Ufficialmente dalla Commissione non ci sono ancora commenti, anche perché la notifica del governo è appena arrivata. Ma a Bruxelles la nuova iniziativa italiana sembra destinata a sollevare più riluttanza e reazioni contrarie che sostegno.
Nei mesi scorsi, la Commissione ha già avuto non pochi problemi – sia interni che esterni, nella discussione fra gli Stati membri in Consiglio Ue – a far passare i provvedimenti temporanei, molto controversi, presi dalla Francia per l’etichettatura obbligatoria dell’origine del latte e anche degli ingredienti a base di carne nei prodotti trasformati, e quelli simili (ma riguardanti solo il latte) presi successivamente da Italia, Lituania e Portogallo.
Otto paesi in Consiglio Ue si sono opposti e hanno chiesto alla Commissione di bocciare le misure francesi, italiane, lituane e portoghesi. Questi paesi (Germania, Olanda, Lussemburgo, Belgio, Polonia, Danimarca e Svezia) considerano che introdurre l’etichettatura d’origine obbligatoria significherebbe rinazionalizzare il mercato dei prodotti agricoli, e contestano il legame, ancorché implicito, che viene fatto fra l’origine e la qualità degli alimenti.
La Commissione oggi, insomma, non sembra avere alcuna voglia di aprire un altro fronte con questi Stati membri più “liberisti”. Inoltre, a Bruxelles sono ben consapevoli del fatto che proprio in Italia i maggiori produttori di pasta, che fanno ricorso in modo massiccio al grano importato dai paesi terzi e in particolare dal Canada, sono fortemente contrari alle nuove misure sull’etichettatura d’origine, che rischiano di diventare per loro un stigma di qualità mediocre.

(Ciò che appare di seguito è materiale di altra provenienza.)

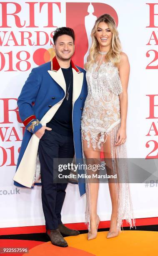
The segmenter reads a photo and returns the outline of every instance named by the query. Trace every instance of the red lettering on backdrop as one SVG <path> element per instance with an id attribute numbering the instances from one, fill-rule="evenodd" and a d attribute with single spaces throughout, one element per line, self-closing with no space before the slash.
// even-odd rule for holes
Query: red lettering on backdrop
<path id="1" fill-rule="evenodd" d="M 146 95 L 146 96 L 148 96 L 149 97 L 149 116 L 148 118 L 146 118 L 146 119 L 155 119 L 158 118 L 158 117 L 155 117 L 155 115 L 154 111 L 155 111 L 155 107 L 158 107 L 158 105 L 156 105 L 154 102 L 155 97 L 158 96 L 158 95 Z M 157 111 L 157 113 L 158 111 Z M 153 129 L 152 129 L 152 128 L 153 127 Z M 154 131 L 155 132 L 155 134 L 154 136 L 158 136 L 158 131 L 156 128 L 156 125 L 155 124 L 154 122 L 152 122 L 149 131 L 148 133 L 146 135 L 146 136 L 151 136 L 151 135 L 150 134 L 150 131 Z M 158 154 L 157 153 L 155 153 L 155 154 L 154 155 L 151 155 L 151 154 L 153 153 L 155 151 L 156 151 L 158 148 L 158 143 L 157 141 L 154 141 L 153 140 L 150 140 L 148 141 L 147 141 L 145 144 L 145 146 L 146 148 L 149 148 L 150 146 L 151 147 L 153 147 L 151 151 L 149 152 L 148 154 L 145 157 L 145 159 L 155 159 L 158 158 Z"/>
<path id="2" fill-rule="evenodd" d="M 146 118 L 146 119 L 158 118 L 158 116 L 154 116 L 154 108 L 155 107 L 158 107 L 158 105 L 156 105 L 154 103 L 154 98 L 155 96 L 158 96 L 158 95 L 146 95 L 146 96 L 149 96 L 150 99 L 149 116 L 149 117 Z M 158 110 L 157 111 L 157 113 L 158 113 Z"/>
<path id="3" fill-rule="evenodd" d="M 151 129 L 153 127 L 153 129 Z M 149 132 L 148 134 L 146 135 L 146 136 L 150 136 L 150 132 L 151 131 L 154 131 L 155 132 L 155 134 L 154 135 L 154 136 L 158 136 L 158 131 L 156 127 L 156 125 L 155 124 L 154 122 L 153 122 L 152 123 L 151 127 L 150 128 Z"/>
<path id="4" fill-rule="evenodd" d="M 12 134 L 12 133 L 13 133 L 13 134 Z M 18 136 L 17 132 L 15 130 L 15 127 L 12 127 L 12 129 L 11 131 L 11 132 L 10 133 L 10 134 L 9 135 L 9 138 L 8 138 L 8 139 L 6 141 L 12 141 L 12 140 L 10 140 L 10 137 L 11 136 L 15 136 L 15 138 L 16 138 L 16 141 L 19 141 L 20 140 L 20 138 Z"/>
<path id="5" fill-rule="evenodd" d="M 38 26 L 36 26 L 35 25 L 35 5 L 36 4 L 38 4 L 39 5 L 39 12 L 41 13 L 42 7 L 44 5 L 47 5 L 47 19 L 48 24 L 47 26 L 43 26 L 44 28 L 56 28 L 53 24 L 53 4 L 58 5 L 59 11 L 61 12 L 61 3 L 55 2 L 41 2 L 38 3 L 38 2 L 25 2 L 25 3 L 29 5 L 29 16 L 28 17 L 28 21 L 29 21 L 29 25 L 28 26 L 26 26 L 26 28 L 38 28 Z M 17 15 L 18 13 L 20 13 L 21 10 L 21 6 L 19 4 L 13 2 L 8 2 L 5 3 L 3 2 L 0 2 L 0 4 L 2 5 L 2 26 L 0 26 L 0 28 L 11 28 L 10 26 L 8 25 L 8 18 L 10 16 L 13 16 L 15 19 L 15 25 L 18 28 L 23 28 L 25 25 L 26 21 L 24 21 L 23 25 L 21 24 L 20 18 Z M 8 13 L 7 12 L 7 7 L 10 4 L 13 5 L 15 6 L 16 10 L 14 13 Z M 13 27 L 14 26 L 14 24 L 13 24 Z"/>
<path id="6" fill-rule="evenodd" d="M 38 3 L 38 2 L 30 3 L 26 2 L 26 3 L 29 5 L 30 12 L 30 24 L 26 28 L 39 28 L 38 26 L 36 26 L 35 24 L 35 5 Z"/>
<path id="7" fill-rule="evenodd" d="M 149 18 L 150 23 L 149 26 L 146 27 L 146 28 L 158 28 L 158 26 L 155 26 L 155 16 L 158 15 L 158 13 L 155 13 L 154 8 L 155 5 L 158 5 L 158 3 L 147 3 L 147 5 L 149 5 Z"/>
<path id="8" fill-rule="evenodd" d="M 117 26 L 118 17 L 113 7 L 104 3 L 92 3 L 94 9 L 93 14 L 99 17 L 103 13 L 109 13 L 115 19 Z M 66 3 L 66 26 L 72 28 L 75 35 L 75 52 L 73 56 L 75 63 L 83 67 L 84 56 L 88 49 L 88 40 L 85 25 L 85 16 L 89 14 L 88 8 L 90 3 Z M 81 10 L 79 15 L 79 10 Z"/>
<path id="9" fill-rule="evenodd" d="M 19 113 L 18 110 L 18 107 L 17 107 L 15 109 L 9 109 L 9 101 L 10 100 L 13 100 L 17 101 L 17 99 L 11 98 L 10 99 L 0 99 L 0 100 L 3 101 L 3 115 L 4 115 L 4 120 L 3 122 L 0 123 L 13 123 L 13 122 L 10 122 L 9 120 L 9 113 L 10 112 L 14 111 L 15 112 L 16 116 L 17 118 L 17 120 L 19 123 L 22 123 L 23 122 L 20 119 L 19 115 Z"/>
<path id="10" fill-rule="evenodd" d="M 152 37 L 153 37 L 153 38 L 151 38 Z M 146 44 L 146 45 L 151 45 L 151 44 L 150 43 L 150 40 L 154 40 L 155 41 L 155 45 L 158 45 L 158 39 L 156 36 L 156 34 L 155 31 L 153 31 L 152 33 L 151 34 L 150 36 L 150 38 L 149 39 L 149 41 L 148 41 L 148 44 Z"/>
<path id="11" fill-rule="evenodd" d="M 21 10 L 20 5 L 19 4 L 13 2 L 8 2 L 5 3 L 4 2 L 0 2 L 0 4 L 2 5 L 2 26 L 0 26 L 0 28 L 11 28 L 10 26 L 8 26 L 7 23 L 7 18 L 8 16 L 13 16 L 15 22 L 15 25 L 18 28 L 23 28 L 24 27 L 25 21 L 24 21 L 24 24 L 23 25 L 21 24 L 20 19 L 19 17 L 17 15 L 17 13 L 20 13 Z M 9 4 L 12 4 L 15 5 L 16 7 L 16 10 L 13 13 L 7 13 L 7 5 Z"/>
<path id="12" fill-rule="evenodd" d="M 53 5 L 55 4 L 58 5 L 61 13 L 61 3 L 49 3 L 49 2 L 40 2 L 40 12 L 42 7 L 44 5 L 48 4 L 48 24 L 47 26 L 43 26 L 43 28 L 56 28 L 53 24 Z"/>

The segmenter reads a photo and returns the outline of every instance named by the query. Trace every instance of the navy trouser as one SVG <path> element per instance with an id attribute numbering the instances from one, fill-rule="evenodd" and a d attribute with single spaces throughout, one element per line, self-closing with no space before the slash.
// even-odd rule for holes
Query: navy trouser
<path id="1" fill-rule="evenodd" d="M 38 154 L 42 202 L 46 229 L 56 229 L 58 224 L 62 223 L 61 211 L 68 185 L 67 182 L 53 183 L 53 158 L 73 159 L 74 154 L 73 136 L 61 135 L 53 129 L 45 130 L 40 140 Z"/>

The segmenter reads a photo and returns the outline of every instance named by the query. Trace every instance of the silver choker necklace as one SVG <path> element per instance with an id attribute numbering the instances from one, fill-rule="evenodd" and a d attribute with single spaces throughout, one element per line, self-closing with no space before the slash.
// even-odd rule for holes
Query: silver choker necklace
<path id="1" fill-rule="evenodd" d="M 99 51 L 99 53 L 100 53 L 100 54 L 106 54 L 107 52 L 107 51 Z"/>

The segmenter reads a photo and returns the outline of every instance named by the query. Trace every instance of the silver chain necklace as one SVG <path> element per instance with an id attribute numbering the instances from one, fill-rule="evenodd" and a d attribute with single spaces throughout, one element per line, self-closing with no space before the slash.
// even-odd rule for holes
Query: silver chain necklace
<path id="1" fill-rule="evenodd" d="M 70 66 L 70 73 L 71 73 L 71 75 L 70 75 L 70 83 L 69 83 L 69 85 L 68 87 L 68 90 L 67 90 L 67 91 L 66 92 L 66 100 L 68 100 L 68 95 L 69 95 L 69 93 L 68 93 L 68 90 L 69 90 L 69 88 L 70 88 L 70 84 L 71 83 L 71 74 L 72 74 L 72 72 L 71 72 L 71 67 Z"/>

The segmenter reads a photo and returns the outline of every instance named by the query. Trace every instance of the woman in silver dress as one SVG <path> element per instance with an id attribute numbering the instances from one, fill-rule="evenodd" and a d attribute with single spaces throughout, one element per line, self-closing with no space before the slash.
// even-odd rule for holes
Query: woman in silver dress
<path id="1" fill-rule="evenodd" d="M 92 174 L 93 165 L 100 162 L 101 150 L 107 174 L 116 174 L 116 178 L 110 176 L 108 179 L 112 206 L 107 235 L 110 238 L 119 235 L 123 219 L 130 228 L 135 226 L 125 144 L 130 64 L 127 55 L 121 51 L 111 16 L 105 14 L 98 18 L 91 36 L 92 44 L 85 65 L 88 95 L 81 121 L 83 153 L 85 163 L 92 167 L 90 170 L 87 169 L 86 174 Z M 100 222 L 97 212 L 98 179 L 86 179 L 85 185 L 85 222 L 90 240 L 96 237 Z"/>

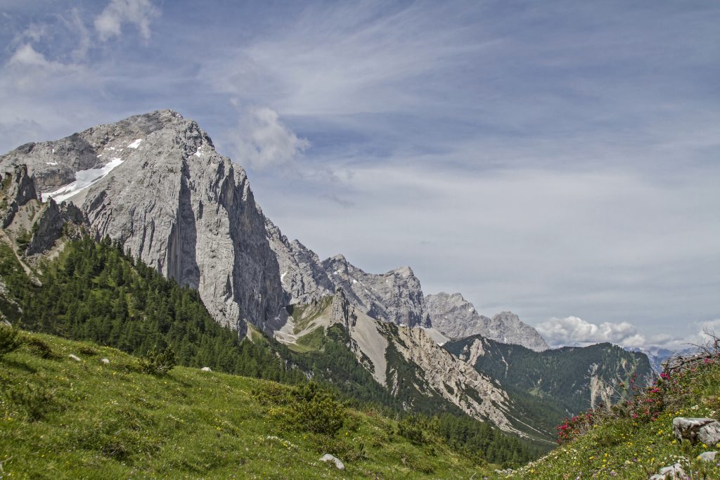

Manca, insomma, come spesso accade purtroppo con l’Italia, una spinta organica e coerente del cosiddetto “sistema paese”.
Fra l’altro, proprio sulle importazioni di grano dal Canada gravano i sospetti e le accuse, da parte di diverse organizzazioni ambientaliste e di difesa dei consumatori, per quanto riguarda la presenza di micotossine (per la presenza di funghi, dovuta al clima umido a quelle latitudini).
Il decreto italiano prevede che le confezioni di pasta secca prodotte in Italia abbiano obbligatoriamente indicati ed evidenti in etichetta, in modo da essere facilmente visibili, chiaramente leggibili ed indelebili, il paese di coltivazione del grano e il paese di molitura, oltre all’informazione (l’unica oggi obbligatoria) sul paese di produzione della pasta.
Se coltivazione e molitura avvengono nel territorio di più paesi, il decreto prevede che possano essere utilizzate, a seconda della provenienza, le tre diciture: “Paesi UE”, “Paesi NON UE”, “Paesi UE e NON UE”. Se il grano duro è coltivato almeno per il 50% in Italia, si potrà usare la dicitura “Italia e altri Paesi UE”, oppure “Italia e altri paesi non UE”.
Oltre l’85% degli italiani considera importante conoscere l’origine delle materie prime per questioni legate al rispetto degli standard di sicurezza alimentare, e in particolare per la pasta, secondo quanto è emerso da una consultazione pubblica online, svolta dal Mipaaf, a cui hanno partecipato oltre 26.000 cittadini.